Radiothérapie : La calorimétrie graphite, une base de la chaîne de raccordement

Dans le contexte actuel où l’exposition médicale est de loin la principale source d’irradiation d’origine artificielle, on conçoit la nécessité de mettre à disposition des références métrologiques adaptées à ce domaine. La radiothérapie en particulier requiert une très grande maîtrise des doses délivrées dans les volumes « cibles » (tumeurs), ce qui nécessite la caractérisation très précise des doses produites par les sources de rayonnement (accélérateurs, télécobalts). Pour répondre à ce besoin, les métrologues doivent développer des références primaires, le plus représentatives possible de la dose absorbée dans les milieux biologiques, dans des conditions d’irradiation identiques à celles rencontrées lors d’expositions humaines. Les références sont ainsi définies dans des milieux proches des tissus biologiques, pour ce qui est de leurs propriétés d’interaction avec la matière (numéro atomique voisin) : air, eau, graphite,…Les physiciens médicaux caractérisent ainsi leurs faisceaux de rayonnement en dose absorbée dans l’eau.

Une bonne connaissance des caractéristiques des irradiations permet de déterminer leurs conséquences sur la santé humaine et conduit ainsi à une meilleure maîtrise de leur utilisation.

Introduction aux rayonnements ionisants : sources, grandeurs utiles & étalons.

Un rayonnement est dit ionisant lorsque son énergie est suffisante pour arracher un électron du cortège électronique d’un atome ou d’une molécule.

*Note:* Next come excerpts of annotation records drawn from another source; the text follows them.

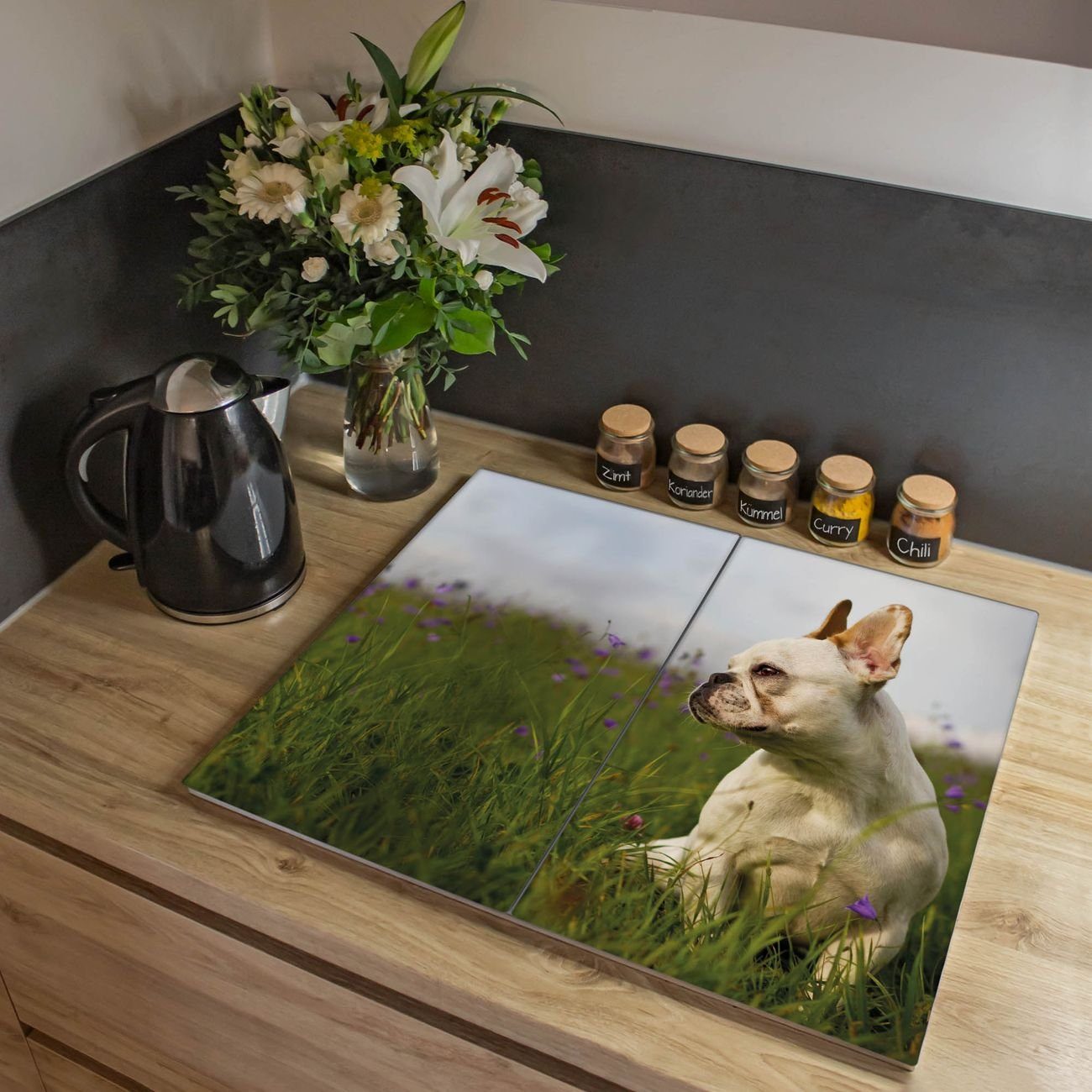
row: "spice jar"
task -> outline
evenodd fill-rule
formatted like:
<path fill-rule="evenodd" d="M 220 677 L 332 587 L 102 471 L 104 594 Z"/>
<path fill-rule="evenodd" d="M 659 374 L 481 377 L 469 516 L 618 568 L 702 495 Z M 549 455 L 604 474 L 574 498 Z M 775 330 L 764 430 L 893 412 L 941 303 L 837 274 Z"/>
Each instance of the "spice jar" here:
<path fill-rule="evenodd" d="M 799 490 L 796 449 L 782 440 L 756 440 L 744 452 L 736 511 L 744 523 L 775 527 L 793 518 Z"/>
<path fill-rule="evenodd" d="M 816 472 L 808 530 L 826 546 L 855 546 L 868 537 L 876 475 L 856 455 L 831 455 Z"/>
<path fill-rule="evenodd" d="M 667 496 L 681 508 L 713 508 L 728 477 L 728 440 L 712 425 L 684 425 L 672 437 Z"/>
<path fill-rule="evenodd" d="M 645 489 L 656 465 L 652 414 L 644 406 L 610 406 L 600 418 L 595 479 L 607 489 Z"/>
<path fill-rule="evenodd" d="M 933 474 L 912 474 L 899 486 L 888 553 L 903 565 L 939 565 L 952 548 L 956 488 Z"/>

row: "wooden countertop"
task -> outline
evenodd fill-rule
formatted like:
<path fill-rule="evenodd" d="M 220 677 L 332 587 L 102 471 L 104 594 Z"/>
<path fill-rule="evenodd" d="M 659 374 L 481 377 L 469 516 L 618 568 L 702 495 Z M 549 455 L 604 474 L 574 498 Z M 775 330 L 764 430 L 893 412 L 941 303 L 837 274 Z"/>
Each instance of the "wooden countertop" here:
<path fill-rule="evenodd" d="M 309 572 L 287 606 L 235 626 L 173 621 L 131 573 L 107 569 L 103 544 L 0 633 L 0 830 L 582 1087 L 1088 1087 L 1092 575 L 964 544 L 912 573 L 883 553 L 885 527 L 851 558 L 1040 612 L 922 1060 L 904 1080 L 596 972 L 190 798 L 182 776 L 472 471 L 598 492 L 585 449 L 440 415 L 439 484 L 368 505 L 342 478 L 340 399 L 318 384 L 293 395 Z M 680 512 L 660 474 L 624 499 L 821 549 L 799 524 L 757 531 L 723 511 Z"/>

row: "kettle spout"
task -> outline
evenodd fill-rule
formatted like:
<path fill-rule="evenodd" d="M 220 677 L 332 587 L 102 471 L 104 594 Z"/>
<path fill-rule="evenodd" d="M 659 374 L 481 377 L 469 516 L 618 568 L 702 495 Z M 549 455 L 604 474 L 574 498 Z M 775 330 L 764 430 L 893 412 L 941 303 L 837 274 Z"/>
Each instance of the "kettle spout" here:
<path fill-rule="evenodd" d="M 278 376 L 252 376 L 253 391 L 251 395 L 259 413 L 273 426 L 277 439 L 284 431 L 285 418 L 288 416 L 288 392 L 290 379 Z"/>

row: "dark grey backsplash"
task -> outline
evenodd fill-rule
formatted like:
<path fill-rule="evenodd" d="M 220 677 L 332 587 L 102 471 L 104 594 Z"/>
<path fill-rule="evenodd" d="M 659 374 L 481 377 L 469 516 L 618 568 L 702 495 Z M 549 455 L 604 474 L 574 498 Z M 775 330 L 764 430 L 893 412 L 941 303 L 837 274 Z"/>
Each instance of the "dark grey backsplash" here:
<path fill-rule="evenodd" d="M 0 225 L 0 617 L 92 543 L 58 472 L 96 387 L 194 348 L 260 346 L 180 312 L 189 209 L 164 187 L 218 154 L 213 119 Z M 1092 223 L 572 133 L 511 128 L 546 171 L 542 236 L 568 257 L 505 313 L 533 341 L 468 360 L 439 405 L 594 441 L 652 410 L 662 456 L 690 420 L 733 470 L 760 436 L 950 476 L 960 533 L 1089 563 Z"/>
<path fill-rule="evenodd" d="M 191 349 L 253 364 L 249 343 L 175 306 L 195 225 L 164 188 L 200 177 L 222 127 L 206 122 L 0 225 L 0 619 L 95 542 L 59 462 L 87 394 Z"/>
<path fill-rule="evenodd" d="M 590 443 L 639 402 L 960 489 L 959 534 L 1092 565 L 1092 222 L 529 128 L 568 257 L 503 301 L 530 363 L 479 357 L 446 408 Z"/>

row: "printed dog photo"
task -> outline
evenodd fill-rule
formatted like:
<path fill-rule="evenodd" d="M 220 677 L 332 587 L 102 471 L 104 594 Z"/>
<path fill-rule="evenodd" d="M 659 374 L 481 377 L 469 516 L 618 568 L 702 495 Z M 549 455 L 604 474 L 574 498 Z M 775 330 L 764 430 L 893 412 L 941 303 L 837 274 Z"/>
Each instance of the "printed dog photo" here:
<path fill-rule="evenodd" d="M 186 784 L 912 1064 L 1034 625 L 479 471 Z"/>
<path fill-rule="evenodd" d="M 1034 627 L 741 539 L 515 913 L 913 1064 Z"/>

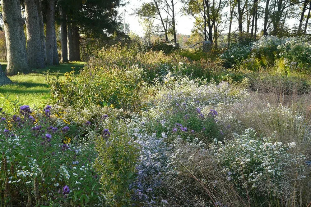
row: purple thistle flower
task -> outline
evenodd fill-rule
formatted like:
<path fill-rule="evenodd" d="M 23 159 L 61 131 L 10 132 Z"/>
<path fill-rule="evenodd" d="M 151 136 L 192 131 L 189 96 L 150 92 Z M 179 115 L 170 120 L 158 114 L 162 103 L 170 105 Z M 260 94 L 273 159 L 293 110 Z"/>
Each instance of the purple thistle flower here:
<path fill-rule="evenodd" d="M 68 194 L 70 192 L 70 190 L 69 189 L 69 187 L 67 185 L 63 188 L 63 194 L 65 195 L 66 194 Z"/>
<path fill-rule="evenodd" d="M 110 132 L 108 129 L 105 129 L 103 130 L 102 134 L 103 137 L 106 138 L 110 136 Z"/>
<path fill-rule="evenodd" d="M 218 113 L 215 109 L 211 109 L 210 110 L 210 112 L 208 114 L 213 117 L 217 116 L 218 114 Z"/>
<path fill-rule="evenodd" d="M 62 129 L 62 131 L 63 133 L 66 133 L 69 130 L 69 127 L 68 126 L 65 126 Z"/>

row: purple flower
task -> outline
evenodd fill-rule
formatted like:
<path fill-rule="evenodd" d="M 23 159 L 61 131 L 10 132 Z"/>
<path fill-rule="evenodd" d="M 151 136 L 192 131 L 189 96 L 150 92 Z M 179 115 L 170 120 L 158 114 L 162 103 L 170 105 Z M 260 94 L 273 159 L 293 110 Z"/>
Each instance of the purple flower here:
<path fill-rule="evenodd" d="M 68 126 L 65 126 L 62 129 L 62 131 L 63 133 L 66 133 L 69 130 L 69 127 Z"/>
<path fill-rule="evenodd" d="M 218 114 L 218 113 L 215 109 L 211 109 L 210 110 L 210 112 L 208 114 L 211 115 L 213 117 L 217 116 Z"/>
<path fill-rule="evenodd" d="M 30 110 L 30 107 L 28 105 L 24 105 L 20 107 L 20 112 L 24 115 L 31 113 Z"/>
<path fill-rule="evenodd" d="M 110 132 L 108 129 L 105 129 L 103 130 L 102 132 L 103 137 L 105 138 L 107 138 L 110 136 Z"/>
<path fill-rule="evenodd" d="M 69 189 L 69 187 L 67 185 L 63 188 L 63 194 L 64 195 L 66 194 L 68 194 L 70 192 L 70 190 Z"/>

On distingue ainsi deux catégories de rayonnements ionisants :

L’exposition artificielle représente le tiers de l’exposition aux rayonnements ionisants en  France ; soit environ 60 millions d’examens et 180 000 traitements par radiothérapie, annuellement. De multiples sources de rayonnements, à des fins de diagnostic ou de traitements curatifs, sont ainsi utilisées.
Les rayons X produits par des générateurs sont utilisés pour le radiodiagnostic. Leur énergie est très variable : autour de 30 kV en mammographie, de 50 kV en dentaire ou même jusqu’à 120 kV en diagnostic classique. En ce qui concerne la radiothérapie, en particulier le traitement de tumeurs, les rayonnements les plus utilisés sont ceux produits par des accélérateurs linéaires produisant des photons ou des électrons jusqu’à 30 MeV, des sources de 60Co (cobalthérapie) ou d’192Ir (curiethérapie).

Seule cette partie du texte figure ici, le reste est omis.